Procaspase-3 and caspase-3 detection: Cells were homogenized in lysis buffer containing 250 mM sucrose and 15 nM digitonin, and centrifuged at 150 × g for 1 minute. The pellet obtained was solubilized with sodium dodecyl sulfate-stopping solution (4% (w/v) sodium dodecyl sulfate, 2 mM ethylenediaminetetraacetic acid, 8% (v/v) β-mercaptoethanol, and 50 mM Tris, pH 6.8). The supernatant achieved from the digitonin lysis buffer, which was considered the cytosolic fraction, was lyophilized and then resolubilized in sodium dodecyl sulfate-stopping solution. Samples (50 µg of total protein/track) were separated by SDS-PAGE using a 14% (w/v) gel. For procaspase-3 and caspase-3 analysis, cells were solubilized with sodium dodecyl sulfate- stopping solution and samples (30 µg of total protein/track) were separated by SDS-PAGE using a 12% (w/v) gel. The amount of protein loading was controlled by Coomassie staining of gels or Ponceau staining of the nitrocellulose membranes^[43]. Protein was transferred to nitrocellulose membranes using a 400 mA current (3 hours, 4°C). The membranes were blocked with 5% (w/v) non-fat dry milk, followed by a second block of 2.5% (w/v) gelatine both in Tris- buffered saline (10 mM Tris, 150 mM NaCl, pH 7.5). All steps were followed by three washes with Tris-buffered saline-Tween 20 (0.05% (v/v) Tween-20, 10 mM Tris, 150 mM NaCl, pH 7.5). Anti-procaspase-3 and caspase-3 antibodies (1:500; oncogene, Cambridge, MA, USA) were used to detect specific proteins.

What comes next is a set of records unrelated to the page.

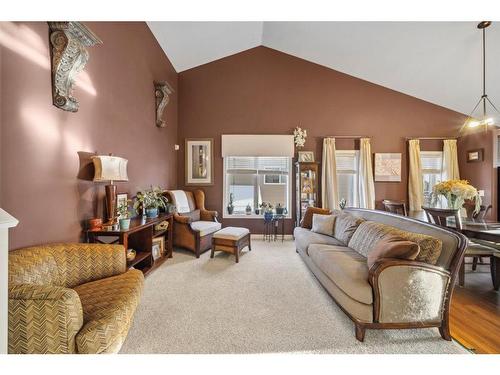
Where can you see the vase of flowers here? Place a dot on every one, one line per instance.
(299, 137)
(456, 193)
(151, 200)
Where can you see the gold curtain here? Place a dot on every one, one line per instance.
(450, 160)
(415, 182)
(366, 185)
(329, 192)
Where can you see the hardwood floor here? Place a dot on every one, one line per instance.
(475, 312)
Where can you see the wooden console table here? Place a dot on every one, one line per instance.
(140, 238)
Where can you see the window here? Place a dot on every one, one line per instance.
(347, 176)
(432, 167)
(253, 180)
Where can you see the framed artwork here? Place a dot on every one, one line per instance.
(158, 249)
(121, 198)
(388, 167)
(306, 156)
(199, 161)
(474, 156)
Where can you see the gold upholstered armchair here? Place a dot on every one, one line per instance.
(71, 298)
(194, 225)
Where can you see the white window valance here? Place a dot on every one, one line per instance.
(257, 145)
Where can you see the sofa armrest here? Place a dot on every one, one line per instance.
(408, 291)
(43, 319)
(182, 219)
(207, 215)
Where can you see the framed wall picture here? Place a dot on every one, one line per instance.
(306, 156)
(199, 161)
(388, 167)
(158, 249)
(474, 156)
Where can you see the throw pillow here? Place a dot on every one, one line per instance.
(307, 219)
(345, 226)
(194, 215)
(323, 224)
(393, 246)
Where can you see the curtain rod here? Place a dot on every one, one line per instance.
(346, 136)
(430, 138)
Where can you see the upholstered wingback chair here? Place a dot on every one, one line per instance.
(194, 225)
(71, 298)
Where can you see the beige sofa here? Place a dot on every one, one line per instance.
(393, 293)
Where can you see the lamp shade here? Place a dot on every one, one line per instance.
(110, 168)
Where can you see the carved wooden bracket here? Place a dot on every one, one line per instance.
(162, 91)
(69, 56)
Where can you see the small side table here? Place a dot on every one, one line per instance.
(271, 227)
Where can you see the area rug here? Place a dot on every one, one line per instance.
(267, 303)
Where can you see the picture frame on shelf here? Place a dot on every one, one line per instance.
(199, 161)
(306, 156)
(121, 198)
(158, 249)
(474, 156)
(388, 167)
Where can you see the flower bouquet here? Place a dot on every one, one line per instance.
(456, 193)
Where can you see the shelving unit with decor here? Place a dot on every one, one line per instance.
(307, 189)
(140, 238)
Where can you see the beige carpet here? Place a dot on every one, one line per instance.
(268, 303)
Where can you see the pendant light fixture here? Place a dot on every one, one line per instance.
(479, 115)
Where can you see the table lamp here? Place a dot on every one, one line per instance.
(113, 169)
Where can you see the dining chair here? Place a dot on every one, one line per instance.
(395, 207)
(440, 216)
(483, 211)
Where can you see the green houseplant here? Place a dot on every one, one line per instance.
(150, 201)
(124, 215)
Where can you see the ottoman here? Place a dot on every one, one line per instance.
(231, 240)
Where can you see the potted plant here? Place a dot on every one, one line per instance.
(124, 215)
(230, 206)
(280, 210)
(268, 210)
(150, 201)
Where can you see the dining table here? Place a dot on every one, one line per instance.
(475, 229)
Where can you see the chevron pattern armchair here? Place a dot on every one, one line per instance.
(71, 298)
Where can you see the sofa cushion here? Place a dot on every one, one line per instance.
(369, 233)
(304, 237)
(108, 308)
(345, 226)
(323, 224)
(205, 227)
(307, 219)
(346, 268)
(194, 215)
(392, 246)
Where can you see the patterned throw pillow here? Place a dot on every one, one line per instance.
(323, 224)
(345, 226)
(369, 233)
(194, 215)
(307, 219)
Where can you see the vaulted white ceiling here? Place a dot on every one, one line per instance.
(439, 62)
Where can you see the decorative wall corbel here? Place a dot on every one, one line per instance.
(162, 91)
(68, 58)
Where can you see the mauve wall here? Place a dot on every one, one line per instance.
(482, 174)
(39, 142)
(263, 91)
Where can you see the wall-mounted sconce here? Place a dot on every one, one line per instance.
(162, 91)
(68, 58)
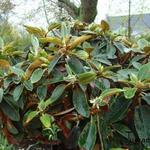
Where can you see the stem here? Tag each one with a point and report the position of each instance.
(46, 16)
(99, 132)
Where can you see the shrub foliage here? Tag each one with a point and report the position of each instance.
(76, 84)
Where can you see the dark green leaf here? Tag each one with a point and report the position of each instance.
(46, 120)
(117, 110)
(144, 72)
(37, 75)
(17, 92)
(28, 85)
(53, 63)
(30, 115)
(58, 91)
(147, 98)
(1, 94)
(80, 102)
(75, 65)
(124, 131)
(87, 77)
(129, 92)
(10, 111)
(87, 138)
(142, 124)
(42, 92)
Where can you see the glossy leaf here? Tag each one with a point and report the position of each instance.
(30, 116)
(147, 98)
(142, 124)
(46, 120)
(80, 102)
(42, 92)
(87, 77)
(37, 75)
(53, 63)
(129, 92)
(110, 92)
(75, 65)
(28, 85)
(144, 72)
(58, 91)
(10, 111)
(17, 92)
(87, 138)
(1, 94)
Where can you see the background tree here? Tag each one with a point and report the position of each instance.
(6, 6)
(86, 11)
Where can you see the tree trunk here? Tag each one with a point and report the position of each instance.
(86, 12)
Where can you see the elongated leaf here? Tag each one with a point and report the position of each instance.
(46, 120)
(53, 63)
(1, 94)
(75, 65)
(110, 92)
(35, 31)
(10, 111)
(121, 47)
(80, 102)
(54, 25)
(30, 116)
(1, 43)
(53, 40)
(117, 110)
(87, 138)
(28, 85)
(79, 40)
(144, 72)
(124, 131)
(17, 92)
(87, 77)
(129, 92)
(35, 44)
(42, 92)
(58, 91)
(37, 75)
(17, 71)
(147, 98)
(142, 124)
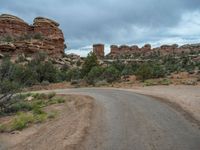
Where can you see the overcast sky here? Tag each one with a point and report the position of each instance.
(85, 22)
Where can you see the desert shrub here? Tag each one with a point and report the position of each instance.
(94, 75)
(21, 121)
(144, 72)
(165, 82)
(90, 62)
(20, 106)
(38, 36)
(73, 74)
(52, 114)
(111, 74)
(158, 70)
(39, 118)
(101, 83)
(43, 70)
(51, 95)
(8, 39)
(2, 128)
(8, 84)
(127, 70)
(118, 65)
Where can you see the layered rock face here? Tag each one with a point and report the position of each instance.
(147, 50)
(98, 49)
(17, 37)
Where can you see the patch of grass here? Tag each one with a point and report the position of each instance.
(3, 128)
(60, 100)
(38, 111)
(56, 100)
(21, 121)
(21, 106)
(165, 82)
(51, 95)
(52, 115)
(149, 83)
(39, 118)
(29, 112)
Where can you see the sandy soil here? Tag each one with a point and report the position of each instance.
(66, 131)
(187, 97)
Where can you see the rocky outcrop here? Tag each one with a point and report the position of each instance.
(17, 37)
(98, 49)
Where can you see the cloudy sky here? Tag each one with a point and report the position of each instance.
(85, 22)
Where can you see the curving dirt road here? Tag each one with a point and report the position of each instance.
(124, 120)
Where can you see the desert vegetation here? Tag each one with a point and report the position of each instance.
(27, 109)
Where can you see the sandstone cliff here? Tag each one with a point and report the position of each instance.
(147, 50)
(17, 36)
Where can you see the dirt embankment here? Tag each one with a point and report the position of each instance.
(65, 132)
(185, 97)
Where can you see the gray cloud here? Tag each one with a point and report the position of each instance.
(113, 21)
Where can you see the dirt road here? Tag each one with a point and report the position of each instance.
(127, 121)
(124, 120)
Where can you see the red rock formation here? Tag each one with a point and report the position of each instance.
(16, 36)
(98, 49)
(12, 26)
(147, 50)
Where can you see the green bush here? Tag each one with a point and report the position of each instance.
(144, 72)
(111, 74)
(90, 62)
(21, 121)
(20, 106)
(73, 74)
(94, 75)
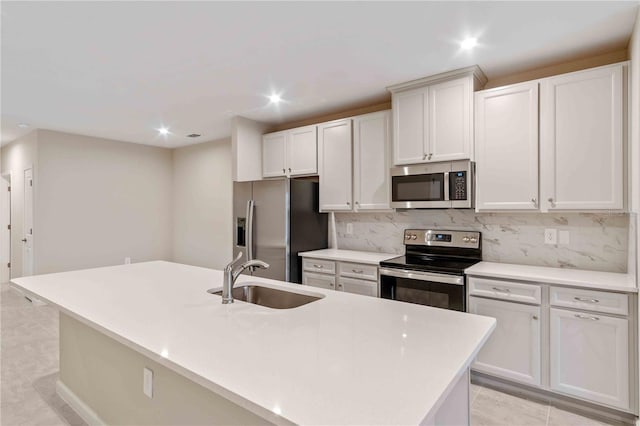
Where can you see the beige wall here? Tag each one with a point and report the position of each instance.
(99, 201)
(202, 204)
(107, 376)
(17, 156)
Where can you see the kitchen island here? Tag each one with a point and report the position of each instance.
(343, 359)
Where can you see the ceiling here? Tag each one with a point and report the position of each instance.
(121, 70)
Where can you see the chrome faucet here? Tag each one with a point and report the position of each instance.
(231, 273)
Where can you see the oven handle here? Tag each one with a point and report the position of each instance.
(423, 276)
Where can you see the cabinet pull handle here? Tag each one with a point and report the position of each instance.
(586, 299)
(587, 317)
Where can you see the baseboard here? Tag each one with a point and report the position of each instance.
(82, 409)
(584, 408)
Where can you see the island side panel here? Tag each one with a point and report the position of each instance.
(107, 377)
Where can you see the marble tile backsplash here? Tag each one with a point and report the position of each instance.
(597, 241)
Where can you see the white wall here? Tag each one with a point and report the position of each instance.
(17, 156)
(202, 206)
(99, 201)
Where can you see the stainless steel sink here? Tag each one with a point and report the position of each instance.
(269, 297)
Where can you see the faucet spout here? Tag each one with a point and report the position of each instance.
(231, 273)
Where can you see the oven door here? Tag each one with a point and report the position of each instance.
(420, 186)
(424, 288)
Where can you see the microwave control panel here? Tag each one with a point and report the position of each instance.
(458, 185)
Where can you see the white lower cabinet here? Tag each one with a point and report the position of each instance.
(513, 350)
(590, 356)
(357, 278)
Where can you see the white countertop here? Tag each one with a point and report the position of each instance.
(610, 281)
(345, 359)
(348, 255)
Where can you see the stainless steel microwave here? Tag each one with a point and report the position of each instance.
(433, 186)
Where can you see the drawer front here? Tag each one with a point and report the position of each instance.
(358, 270)
(590, 300)
(318, 265)
(352, 285)
(505, 290)
(319, 280)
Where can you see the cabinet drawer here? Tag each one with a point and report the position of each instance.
(319, 280)
(358, 270)
(317, 265)
(591, 300)
(506, 290)
(364, 287)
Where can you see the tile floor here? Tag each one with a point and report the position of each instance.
(29, 365)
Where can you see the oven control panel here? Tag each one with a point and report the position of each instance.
(431, 237)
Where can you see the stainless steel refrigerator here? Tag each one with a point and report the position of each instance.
(274, 220)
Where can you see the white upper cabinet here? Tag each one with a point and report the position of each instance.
(302, 151)
(450, 120)
(432, 117)
(334, 158)
(410, 126)
(581, 145)
(274, 154)
(506, 137)
(371, 146)
(290, 152)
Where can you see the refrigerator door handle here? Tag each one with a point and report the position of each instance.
(249, 230)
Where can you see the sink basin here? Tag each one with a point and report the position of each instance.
(269, 297)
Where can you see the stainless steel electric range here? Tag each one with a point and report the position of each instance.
(432, 270)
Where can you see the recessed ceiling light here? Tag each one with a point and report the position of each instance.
(275, 98)
(469, 43)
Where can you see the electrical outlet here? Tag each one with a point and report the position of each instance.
(551, 236)
(147, 382)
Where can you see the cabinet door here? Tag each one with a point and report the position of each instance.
(410, 120)
(319, 280)
(581, 140)
(513, 350)
(351, 285)
(371, 136)
(450, 113)
(302, 151)
(334, 155)
(590, 357)
(507, 148)
(273, 154)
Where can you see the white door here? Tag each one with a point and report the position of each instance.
(334, 157)
(590, 357)
(302, 151)
(513, 350)
(581, 140)
(5, 229)
(450, 113)
(274, 154)
(351, 285)
(371, 139)
(27, 251)
(507, 148)
(410, 120)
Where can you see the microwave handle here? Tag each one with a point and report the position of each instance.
(446, 186)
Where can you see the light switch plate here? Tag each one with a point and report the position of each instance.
(147, 382)
(551, 236)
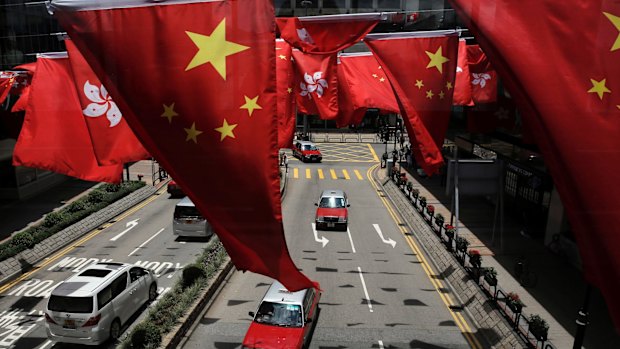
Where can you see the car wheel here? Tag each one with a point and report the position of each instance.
(152, 292)
(115, 329)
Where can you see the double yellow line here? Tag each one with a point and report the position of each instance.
(91, 234)
(447, 300)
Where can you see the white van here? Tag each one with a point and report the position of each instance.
(188, 221)
(90, 307)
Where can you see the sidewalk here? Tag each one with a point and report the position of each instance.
(560, 289)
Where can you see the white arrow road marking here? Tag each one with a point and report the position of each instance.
(388, 240)
(365, 289)
(351, 239)
(322, 240)
(129, 225)
(146, 242)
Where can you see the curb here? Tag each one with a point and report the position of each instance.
(26, 260)
(491, 327)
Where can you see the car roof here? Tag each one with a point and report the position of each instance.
(186, 201)
(333, 193)
(277, 293)
(90, 279)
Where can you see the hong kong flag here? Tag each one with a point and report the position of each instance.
(318, 82)
(54, 136)
(483, 76)
(562, 71)
(286, 97)
(462, 82)
(198, 82)
(423, 81)
(113, 140)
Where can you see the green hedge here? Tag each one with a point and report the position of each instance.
(56, 221)
(175, 303)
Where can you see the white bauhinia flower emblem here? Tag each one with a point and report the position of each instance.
(480, 79)
(314, 83)
(102, 103)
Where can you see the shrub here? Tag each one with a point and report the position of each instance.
(191, 273)
(145, 335)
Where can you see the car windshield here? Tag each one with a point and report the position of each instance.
(278, 314)
(332, 202)
(309, 147)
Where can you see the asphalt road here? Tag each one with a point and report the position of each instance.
(376, 294)
(142, 236)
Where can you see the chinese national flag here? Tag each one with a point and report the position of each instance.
(562, 70)
(113, 140)
(462, 83)
(326, 34)
(286, 100)
(423, 81)
(483, 76)
(6, 82)
(318, 81)
(54, 136)
(362, 80)
(199, 85)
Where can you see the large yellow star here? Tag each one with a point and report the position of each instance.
(169, 112)
(213, 49)
(226, 130)
(251, 104)
(437, 60)
(192, 133)
(599, 88)
(615, 20)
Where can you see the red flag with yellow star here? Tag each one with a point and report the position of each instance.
(113, 141)
(199, 80)
(423, 81)
(366, 85)
(563, 72)
(286, 100)
(54, 136)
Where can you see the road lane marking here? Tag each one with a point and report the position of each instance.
(351, 239)
(322, 240)
(388, 241)
(146, 242)
(130, 225)
(81, 241)
(365, 289)
(458, 317)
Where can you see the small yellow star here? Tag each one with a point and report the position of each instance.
(437, 60)
(615, 20)
(599, 88)
(192, 133)
(213, 49)
(251, 104)
(226, 130)
(169, 112)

P-CaMKII and total-CaMKII detection: Samples containing membrane protein were denatured for 10 minutes at 95–98°C and electro-transferred to nitrocellulose membrane with 10% (w/v) Tris solution. The membranes were blocked in the buffer (5% (w/v) non-fat dry milk in PBS) at room temperature for 2 hours, and then incubated with the monoclonal antibody anti-rat P-CaMKII (1:500; Santa Cruz Biotechnology, Santa Cruz, CA, USA) and anti-total- CaMKII (1:500, Santa Cruz Biotechnology) at 4°C overnight. The membrane was then washed for 10 minutes each, three times using blocking buffer and incubated with 1:500 diluted anti-mouse IgG labeled with the horseradish peroxidase conjugate (Beijing Zhongshan Biotechnology Co., Ltd, China) for 1 hour at room temperature. Washing was repeated and protein signals were visualized using an enhanced chemiluminescence system (Amersham, Cambridge, UK) on an X-ray film and analyzed on the Gel Image Analysis System (Bio-Rad, Hercules, CA, USA). The levels of procaspase-3, caspase-3, P-CaMKII and total-CaMKII expression were determined by calculating the ratio of their absorbance values relative to β-actin.

Statistical analysis

Data were expressed as mean ± SD and analyzed using SPSS software (Windows version 15.0; SPSS, Chicago, IL, USA). Statistical analysis for comparisons among six groups was performed using one-way analysis of variance. A P value less than 0.05 was considered statistically significant.